OW: And what’s the worst thing about being an Orlando comedian?
TF: The worst thing about being an Orlando comic is definitely just being outside of Stardust as the show’s going on and somebody walks by and goes “Heh. They’re doing comedy in there.” A few people, they haven’t seen it at – not even its best, just when it’s good. Like if you walk into Bull and Bush or one of the other good shows, you might walk away saying “I didn’t like that,” but at least you’d also have to go, “A lot of people seemed to like that, so I can’t really shit on it.” Now if you walk into Stardust and the comics are onstage going “This fuckin’ sucks” and the audience is going “Yeah, this does fucking suck” and everyone’s like “Shit, why are we here,” then of course you’re gonna be like “Oh, comedy.” And I bet that most of the people that say that haven’t even been to a standup show, they’ve just seen Seinfeld and they just go like, “Oh, is he gonna talk about crackers? Tell me another joke about crackers.”
OW: Are you comfortable talking about this comedy festival that you’ve been planning? Where are you with that?
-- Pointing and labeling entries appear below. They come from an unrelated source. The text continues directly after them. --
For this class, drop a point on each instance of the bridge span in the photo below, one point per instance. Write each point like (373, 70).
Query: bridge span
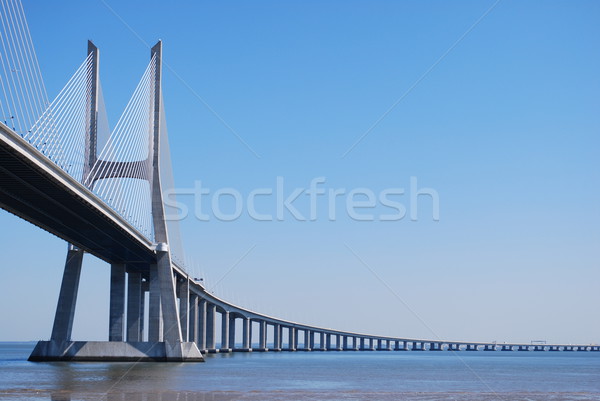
(206, 313)
(108, 201)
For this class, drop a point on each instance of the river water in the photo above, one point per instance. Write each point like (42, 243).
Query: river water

TF: Yeah, it’s in the early planning stages right now. I think it’s gonna happen, regardless. The only question is who’s willing to be a sponsor of the event and who will headline the event. … It’s called the Orlando Independent Comedy Festival. We’re aiming for the end of September.
OW: Most people that are into comedy know that it’s New York or L.A. as far as places to get known. How do you see the Orlando comedy scene, burgeoning as it is, feeding into that? Do you think it’ll be kind of a feeder system where people that get known here go off to those places?
TF: It’ll be more of that. Just because you can’t get the same opportunities and you can’t see the same – you can’t pop into a place and see John Mulaney working on jokes. I don’t think it’ll ever be a New York or L.A., but what it could be is a Chicago. There’s a few guys, Pete Holmes, Kyle Kinane, Kumail Nanjiani, T.J. Miller – a few of those guys all started around the same time in Chicago and they kind of started at this time in Chicago when no one was really coming to see standup. And by the time they left, they had built a solid scene. That’s kind of how it feels here. A year ago, I could not have done the Will’s Pub show here because I wouldn’t have had enough guys who were good enough to do it. But in that year, they’ve gotten much better. So now it’s worth $5 or $6 to see these 5 guys doing their best stuff. The way it’s going, I think it could be, “Oh, Orlando in that period pumped out a few really good comics.” Maybe nobody that ever reaches the Louis C.K. range, but maybe like a lot of guys that have Comedy Central specials or are – in the comedy world – are big or well-known, but not to the general public or whatever. And as standup overall just keeps growing throughout the U.S., that could change things.
OW: Or maybe, particularly with this festival idea, at least making Orlando a place that touring comics want to hit?
TF: Yeah, nobody really knows. People are just like, “Florida? It’s fuckin’ weird down there.” And there are parts where, yeah, it’s fuckin’ weird. But Orlando seems to have a burgeoning arts scene going on. So if we can just get that known, that at least Orlando is good, that’d be great.